Bad Seeds
Atelier Josefa Sudka, Prague, CZ
November 30, 2018 - January 13, 2019
Bad Seeds
Adam Vačkář
Curated by Jen Kratochvil
30 November 2018 — 13 January 2019
Bad Seeds reflects on the uneasy relationship between organic life and industrial production in the late neoliberal condition. Photographs taken under cold LED studio lighting depict discarded plastic packaging originally used for fruit in South Korea, a country known for excessive wrapping of everyday food products. The packaging appears together with fragments of plants: rice, maple, and bamboo, species commonly associated with the Korean landscape. These plants were not collected in nature. They were originally used by another artist during a symposium as stencils for painting and later discarded together with the plastic packaging. Vačkář retrieved these materials from the same waste stream and recomposed them into photographic still lifes. Organic remnants and consumer packaging thus meet within a shared ecology of disposal.
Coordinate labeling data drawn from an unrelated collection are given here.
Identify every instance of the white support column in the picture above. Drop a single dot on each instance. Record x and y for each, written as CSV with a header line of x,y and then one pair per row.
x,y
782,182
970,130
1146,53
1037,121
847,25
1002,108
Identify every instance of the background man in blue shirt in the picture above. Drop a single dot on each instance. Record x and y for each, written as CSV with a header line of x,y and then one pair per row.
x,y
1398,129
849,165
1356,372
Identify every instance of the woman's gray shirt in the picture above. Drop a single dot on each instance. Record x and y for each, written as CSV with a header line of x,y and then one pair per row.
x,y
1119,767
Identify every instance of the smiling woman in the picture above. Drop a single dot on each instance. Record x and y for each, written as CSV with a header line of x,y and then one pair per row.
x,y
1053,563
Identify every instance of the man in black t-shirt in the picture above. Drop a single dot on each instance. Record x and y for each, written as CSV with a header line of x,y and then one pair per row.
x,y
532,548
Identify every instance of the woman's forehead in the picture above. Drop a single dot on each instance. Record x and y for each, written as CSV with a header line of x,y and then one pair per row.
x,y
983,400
At the center of the exhibition stands a historic wooden table holding irregular black glass formations: residues created during the dripping and cooling of molten glass. These alien-looking shapes are by-products of glass production that cannot be recycled due to their chemical composition. While glass is commonly perceived as an ecological material, its production requires vast amounts of energy, revealing the contradictions between sustainability and industrial reality.
Installed in the former studio of the photographer Josef Sudek, the exhibition quietly reworks the tradition of still life. Where Sudek once photographed delicate arrangements of fruit and flowers, Vačkář presents still lifes shaped by packaging waste, industrial residue, and the material afterlife of artistic production. Bad Seeds thus raises a simple but unsettling question: to what extent is an ecological life still possible within a system structured by global production and waste?